Elvira takes Percy to Isabelle, who is now hiding out in the jungle, and Isabelle tells Percy that his soul has been transferred into a particular pig, which must be protected.
Sylvia is unnerved by Jamaican superstitions, and anxious to maintain control of the plantation, Isabelle hopes to scare her into returning to New York. Isabelle also knows Philip has been stealing from Sylvia. Philip proposes marriage to Sylvia, but she waits to give him her answer.
Sylvia meets with Isabelle and proposes they split the estate. But Isabelle wants all or nothing and also wants John’s love for herself. Isabelle drugs Sylvia’s drink, so that Isabelle, whose mother was Haitian, can subject Sylvia to the “obeah blood dance ritual”.
John overhears Philip planning to leave with Sylvia’s money, and after a fight, Philip confesses Isabelle’s plans.
As Isabelle recites the death incantation, John interrupts the ceremony.
Eventually Isabelle admits that Sylvia is not under a spell and was only drugged.
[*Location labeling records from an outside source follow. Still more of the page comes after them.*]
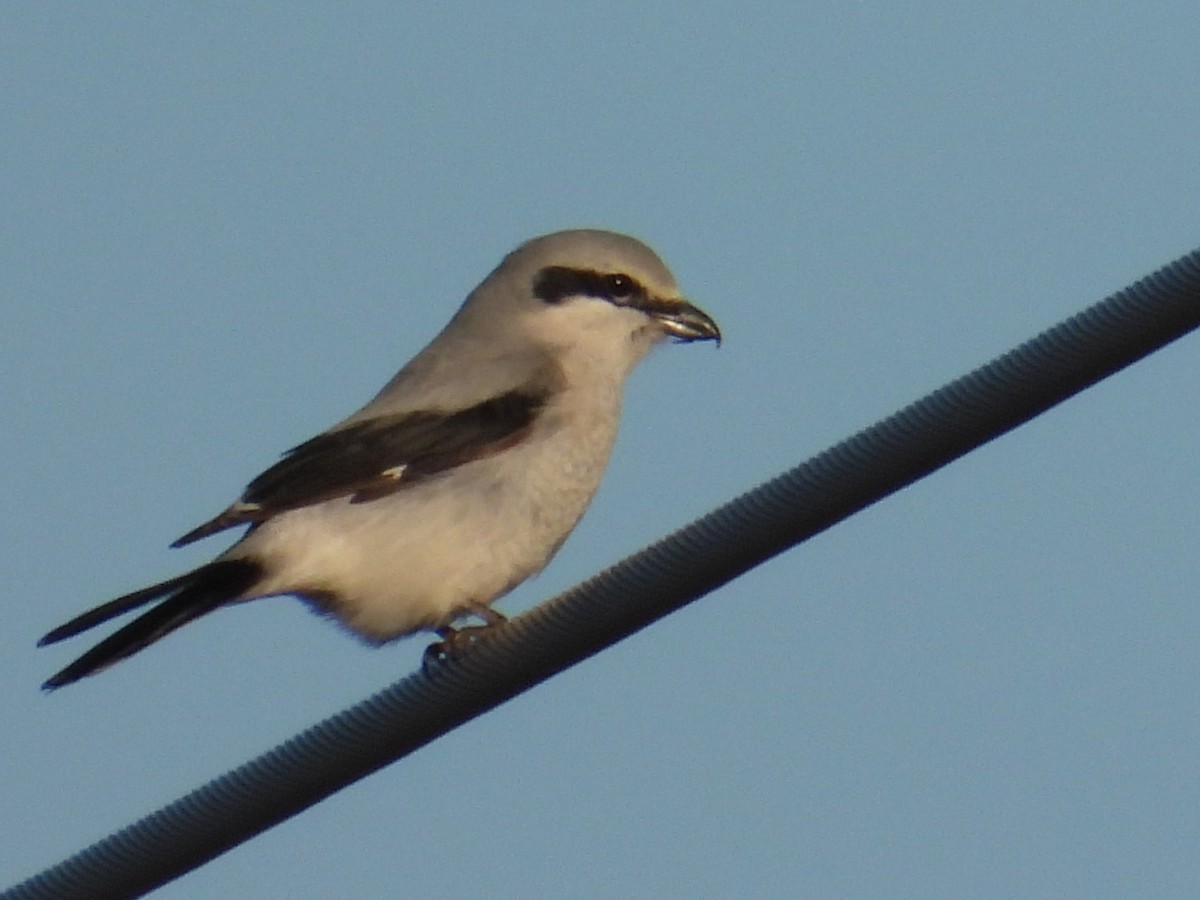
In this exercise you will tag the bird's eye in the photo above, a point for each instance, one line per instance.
(618, 286)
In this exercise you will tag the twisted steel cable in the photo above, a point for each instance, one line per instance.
(631, 594)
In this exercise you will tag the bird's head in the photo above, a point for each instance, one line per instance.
(589, 291)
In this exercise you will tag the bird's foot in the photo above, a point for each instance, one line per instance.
(456, 640)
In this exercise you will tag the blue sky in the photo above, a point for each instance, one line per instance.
(226, 227)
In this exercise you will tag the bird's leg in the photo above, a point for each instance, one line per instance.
(455, 640)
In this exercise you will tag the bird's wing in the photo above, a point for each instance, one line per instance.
(376, 457)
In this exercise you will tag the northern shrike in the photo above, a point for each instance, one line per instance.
(460, 479)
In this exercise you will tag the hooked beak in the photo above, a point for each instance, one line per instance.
(684, 322)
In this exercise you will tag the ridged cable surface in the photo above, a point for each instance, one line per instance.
(635, 592)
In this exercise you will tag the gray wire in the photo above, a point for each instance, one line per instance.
(635, 592)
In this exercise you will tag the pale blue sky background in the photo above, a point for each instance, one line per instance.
(223, 227)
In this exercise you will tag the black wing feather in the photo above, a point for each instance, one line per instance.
(373, 459)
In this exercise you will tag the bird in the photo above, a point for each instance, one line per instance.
(459, 480)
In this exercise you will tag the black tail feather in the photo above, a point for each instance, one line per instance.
(117, 607)
(187, 598)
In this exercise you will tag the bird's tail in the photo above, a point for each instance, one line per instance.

When she learns the police have been called, Isabelle dismisses her followers and tells them they were only having a little ‘pocomania.’
John reunites the two sisters, and Isabelle tells Sylvia the truth about Philip, that he only pretended to love her because he wanted the plantation. Isabelle explains to Percy that the pig story was a joke and they agree sit down for a meal of roast pork.
The Devil’s Daughter was also reviewed under the title Pocomania, a word used by Isabelle to describe the “obeah.”
Although reviews and modern sources commonly identify Isabelle as a practitioner of voodoo, this word is never used in the film, instead, her supposed magical power is called “obeah.”
Remake of the 1936 film Ouanga (also known as Drums in the Night, Drums of the Jungle, Love Wanga) which starred Fredi Washington, Philip Brandon, and Marie Paxton.